Firmino diz que Associação Reabilitar vai gerir UPA do Renascença imprimir publicado em: 19 / 08 / 2014

firminoO prefeito de Teresina, Firmino Filho (PSDB), informou ontem que o projeto apresentado pela Prefeitura sobre a gestão da UPA (Unidade de Pronto Atendimento) do bairro Renascença é para que a Associação Reabilitar, que atualmente administra o Ceir (Centro Integrado de Reabilitação), possa também assumir a gestão do novo centro de saúde.

Ainda de acordo com o prefeito, a lei que permite a parceria do município com Oscips (Organizações da Sociedade Civil de Interesse Público) já existe e agora a Prefeitura pretende apenas colocar a parceria em prática na gestão da saúde do município. “Na verdade, a lei já existe e foi criada ainda na gestão do ex-prefeito Silvio Mendes. O que queremos é fazer uma experiência com a UPA no Renascença [que ainda será inaugurada]. A única Organização Social que preencheu os requisitos foi a Associação Reabilitar. É melhor qualificada que o setor público tradicional”, afirmou.

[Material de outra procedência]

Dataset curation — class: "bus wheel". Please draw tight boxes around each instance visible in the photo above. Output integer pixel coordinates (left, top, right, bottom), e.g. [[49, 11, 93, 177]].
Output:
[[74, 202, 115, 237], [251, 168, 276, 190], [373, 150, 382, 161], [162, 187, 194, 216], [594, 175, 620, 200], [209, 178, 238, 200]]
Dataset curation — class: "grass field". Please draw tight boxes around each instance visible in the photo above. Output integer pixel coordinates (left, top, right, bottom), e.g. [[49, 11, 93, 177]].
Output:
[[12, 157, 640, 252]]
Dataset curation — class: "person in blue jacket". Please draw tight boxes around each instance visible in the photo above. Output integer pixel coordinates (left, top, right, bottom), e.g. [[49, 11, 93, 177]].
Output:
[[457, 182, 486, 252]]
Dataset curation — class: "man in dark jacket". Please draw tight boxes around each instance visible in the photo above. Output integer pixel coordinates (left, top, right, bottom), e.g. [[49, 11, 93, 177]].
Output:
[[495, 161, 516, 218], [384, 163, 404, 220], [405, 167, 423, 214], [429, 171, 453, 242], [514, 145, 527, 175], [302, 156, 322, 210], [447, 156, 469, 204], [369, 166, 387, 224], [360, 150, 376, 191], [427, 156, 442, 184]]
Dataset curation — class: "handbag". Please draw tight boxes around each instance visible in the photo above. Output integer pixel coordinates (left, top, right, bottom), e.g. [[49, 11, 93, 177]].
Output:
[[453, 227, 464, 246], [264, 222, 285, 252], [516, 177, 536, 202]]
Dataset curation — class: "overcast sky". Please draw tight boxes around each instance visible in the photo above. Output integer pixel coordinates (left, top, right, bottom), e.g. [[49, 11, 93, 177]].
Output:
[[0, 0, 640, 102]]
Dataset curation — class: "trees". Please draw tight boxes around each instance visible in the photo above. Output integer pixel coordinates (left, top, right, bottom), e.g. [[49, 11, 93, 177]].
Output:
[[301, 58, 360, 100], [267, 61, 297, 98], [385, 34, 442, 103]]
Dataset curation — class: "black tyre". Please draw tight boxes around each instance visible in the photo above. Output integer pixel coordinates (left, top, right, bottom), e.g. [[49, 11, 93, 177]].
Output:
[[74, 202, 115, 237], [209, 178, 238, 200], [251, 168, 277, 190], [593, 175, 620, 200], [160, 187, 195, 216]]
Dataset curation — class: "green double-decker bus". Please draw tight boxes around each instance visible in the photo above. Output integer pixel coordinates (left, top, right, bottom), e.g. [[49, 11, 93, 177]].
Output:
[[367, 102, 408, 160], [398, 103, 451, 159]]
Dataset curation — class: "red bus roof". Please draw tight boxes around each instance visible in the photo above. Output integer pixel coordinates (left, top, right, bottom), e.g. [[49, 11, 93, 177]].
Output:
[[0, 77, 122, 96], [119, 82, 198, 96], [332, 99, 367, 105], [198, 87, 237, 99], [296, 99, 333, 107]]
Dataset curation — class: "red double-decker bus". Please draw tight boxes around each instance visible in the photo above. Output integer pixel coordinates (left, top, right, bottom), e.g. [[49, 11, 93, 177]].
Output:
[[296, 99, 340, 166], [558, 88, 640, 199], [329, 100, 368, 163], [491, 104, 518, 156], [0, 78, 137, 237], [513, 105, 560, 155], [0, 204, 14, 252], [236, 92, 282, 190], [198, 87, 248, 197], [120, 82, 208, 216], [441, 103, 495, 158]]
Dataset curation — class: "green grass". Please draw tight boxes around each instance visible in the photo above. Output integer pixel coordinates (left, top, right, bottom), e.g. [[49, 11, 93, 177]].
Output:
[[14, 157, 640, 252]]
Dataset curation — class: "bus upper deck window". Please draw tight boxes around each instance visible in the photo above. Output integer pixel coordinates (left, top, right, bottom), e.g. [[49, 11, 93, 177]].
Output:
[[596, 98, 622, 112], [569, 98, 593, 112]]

A Reabilitar foi criada há oito anos e desde 2009 administra o Ceir, entidade criada pelo Governo do Estado que realiza atendimentos de média e alta complexidade voltados para pessoas com deficiência. No caso do Ceir, o Estado repassa os recursos para a Associação, que é quem gerencia todo o funcionamento do centro, desde a contratação dos profissionais até manutenção do espaço.

Caso seja confirmada a gestão da UPA pela entidade, os funcionários que trabalharão na UPA também serão escolhidos pela entidade e não através de concurso público. Esse é o ponto mais polêmico da proposta. “Concurso público existe para cargo público. Na UPA do Renascença não vai ter cargo público”, explica Firmino.

upa

Unidade de Pronto Atendimento do Renascença

Ainda segundo o prefeito, a vantagem da parceria com a Oscip é que a entidade terá mais flexibilidade na gestão do centro de saúde, já que ela não precisará seguir as regras da legislação que trata da administração pública de unidades de saúde e hospitais. “A gestão de todo hospital é baseada na legislação do setor público. A Oscip vai ter uma gestão melhor porque terá maior flexibilidade para resolver os problemas. Estou defendendo os direitos da população. O Piauí está atrasado por essa mentalidade tacanha”, criticou o prefeito, referindo-se as pessoas que são contrárias ao projeto.

O modelo proposto de contrato com Oscips é permitido pela legislação e já é praticado em estados como São Paulo, Ceará, Bahia, Paraná, Rio Grande do Sul, Espírito Santo e Minas Gerais.